Case Study — Gemma's Kitchen

A Goan kitchen's identity, built to read from the road.

Client Gemma's Kitchen
Scope Wordmark & colour identity system
Discipline Brand identity
Year 2024

Gemma's Kitchen

Goan Restaurant
IC Colony, Mumbai
——
Brand identity system

Gemma's Kitchen is a Goan restaurant in IC Colony, Mumbai — a place that begins with a love story and serves the food that came with it.

It needed an identity from the mark outward: a name to hang above the door, a menu to hold at the table, a face for Instagram. One system that would carry the same warmth across signage, print, and screen.

The ask was a wordmark and a colour world — enough to open with, and consistent enough to grow into.


Goa is a place you recognise before you can name it. The identity had to feel that way — coastal and Catholic-Goan, without spelling it out.

There is a shared visual memory to draw on. The deep bottle green of old Goan shutters and colonial-era signboards. The warm gold of a hand-painted name board. The azulejo blue on church walls and house facades — the same blue that saturates Mario Miranda's Goa.

An identity could lean on that memory rather than invent a new one. The work was choosing which notes to play, and where — so the brand reads as a place first and a logo second.

Two surfaces set the terms. The name board has to carry from road distance, day and night. The menu has to feel personal in the hand. A single palette had to serve both without compromise.


Settle the mark first. Let colour carry the place.
  • 01 Three typographic directions. We drew the wordmark three ways — one bold and dramatic, one warm and flowing, one bold and rounded — so the voice could be chosen by eye before anything else was committed.
  • 02 A palette grounded in Goa. Forest green and warm gold as the primary; parchment and deep ink for print; a dark, cream-script reversal for evenings and digital; azulejo teal held back as the accent.
  • 03 One job per colour. Each palette was assigned the surface it performs best on — green and gold for the name board, parchment and ink for the menu, dark and cream for the lit evening sign and the feed. The system stays coherent because nothing is asked to do everything.

The Wordmark

Each direction reads cleanly at a glance and holds up at signage scale — the difference is tone. The review chooses the voice; colour follows.

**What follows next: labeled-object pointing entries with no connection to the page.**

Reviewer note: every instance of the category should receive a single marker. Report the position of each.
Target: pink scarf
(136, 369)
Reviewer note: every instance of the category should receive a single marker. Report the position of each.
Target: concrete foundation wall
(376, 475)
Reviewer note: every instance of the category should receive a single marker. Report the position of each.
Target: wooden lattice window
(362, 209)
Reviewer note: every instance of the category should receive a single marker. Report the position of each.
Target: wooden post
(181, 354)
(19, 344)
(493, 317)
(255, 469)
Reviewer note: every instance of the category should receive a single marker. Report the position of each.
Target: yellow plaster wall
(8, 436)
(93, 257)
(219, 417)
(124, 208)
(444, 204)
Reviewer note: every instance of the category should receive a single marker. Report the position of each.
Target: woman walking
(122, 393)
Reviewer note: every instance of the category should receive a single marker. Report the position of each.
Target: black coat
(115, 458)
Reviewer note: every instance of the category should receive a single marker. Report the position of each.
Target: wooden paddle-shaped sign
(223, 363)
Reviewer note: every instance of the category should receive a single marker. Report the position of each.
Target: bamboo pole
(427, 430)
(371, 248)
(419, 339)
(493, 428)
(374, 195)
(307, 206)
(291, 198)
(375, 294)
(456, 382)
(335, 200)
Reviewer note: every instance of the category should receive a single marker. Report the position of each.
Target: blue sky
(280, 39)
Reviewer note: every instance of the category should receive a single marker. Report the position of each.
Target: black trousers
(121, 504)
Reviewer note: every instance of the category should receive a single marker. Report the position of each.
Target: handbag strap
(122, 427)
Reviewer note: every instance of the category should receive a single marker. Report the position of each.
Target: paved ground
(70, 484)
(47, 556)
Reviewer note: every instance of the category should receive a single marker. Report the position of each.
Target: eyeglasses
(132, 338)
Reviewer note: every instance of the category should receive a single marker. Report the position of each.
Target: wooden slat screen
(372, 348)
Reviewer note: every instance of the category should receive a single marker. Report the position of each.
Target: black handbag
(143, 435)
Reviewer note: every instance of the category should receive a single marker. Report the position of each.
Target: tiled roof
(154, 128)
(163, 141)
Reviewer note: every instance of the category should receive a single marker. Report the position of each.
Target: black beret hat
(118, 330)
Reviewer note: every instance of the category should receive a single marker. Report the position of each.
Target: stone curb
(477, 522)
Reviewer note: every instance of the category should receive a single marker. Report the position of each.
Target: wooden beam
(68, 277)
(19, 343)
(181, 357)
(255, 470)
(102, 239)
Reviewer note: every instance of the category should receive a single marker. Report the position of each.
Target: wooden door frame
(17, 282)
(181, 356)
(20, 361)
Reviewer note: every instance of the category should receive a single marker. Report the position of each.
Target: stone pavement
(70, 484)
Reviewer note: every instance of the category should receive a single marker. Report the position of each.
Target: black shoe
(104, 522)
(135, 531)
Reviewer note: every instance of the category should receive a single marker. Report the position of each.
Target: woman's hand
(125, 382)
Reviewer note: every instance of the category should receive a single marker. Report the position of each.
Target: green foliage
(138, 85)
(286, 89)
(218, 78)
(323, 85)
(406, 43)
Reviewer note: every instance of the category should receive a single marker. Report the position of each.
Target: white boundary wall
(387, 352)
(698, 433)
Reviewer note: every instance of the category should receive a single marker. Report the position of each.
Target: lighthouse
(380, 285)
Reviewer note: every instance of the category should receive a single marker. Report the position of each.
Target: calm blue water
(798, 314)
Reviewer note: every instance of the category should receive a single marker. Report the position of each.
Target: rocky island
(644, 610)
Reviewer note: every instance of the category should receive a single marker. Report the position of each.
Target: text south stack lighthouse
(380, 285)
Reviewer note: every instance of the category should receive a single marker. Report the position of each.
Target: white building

  • Kaushan — bold & dramatic The most confident of the three. A script with weight, made to command a name board.
  • Yesteryear — warm & flowing Softer and more personal — closer to a hand-written recipe card than a storefront.
  • Lobster — bold & rounded Friendly and full, with the roundness of a welcoming kitchen.
[ Artwork — three wordmark directions: Kaushan, Yesteryear, Lobster ]

The wordmark — three directions for review

The Colour System

Four palettes, each with a clear home — together they cover every surface the restaurant lives on, from the road to the feed.

  • Forest green & gold — primary The name board above the door. Maximum contrast, legible day and night from road distance, with genuine Goan-Portuguese authority.
  • Parchment & ink — print The inside of a hand-written recipe card. The menu, the visiting card, the default page — the version people hold in their hands.
  • Dark & cream — evening & digital The lit evening variant: a glowing sign after dark, and the strongest performer on the Instagram feed and backlit signage.
  • Azulejo teal — accent The most distinctly Goan note — tile blue from church walls and old facades. Held for story covers, seasonal inserts, and highlights.
[ Specimen — four-palette colour system with surface assignments ]

The colour system — four palettes, one identity

In Place

The mark was carried onto the surfaces that matter — the name board at scale, the menu cover and inside pages, the visiting card, and a circular monogram for the Instagram profile — then delivered as a full set of formats: light, dark, mono, and reversed.

[ Mockups — name board, menu, visiting card, profile monogram ]

Applications — signage, menu, card, and profile mark



A restaurant's identity earns its keep on a name board and a menu before it ever reaches a screen. Get those right, and the brand already feels like the place it names.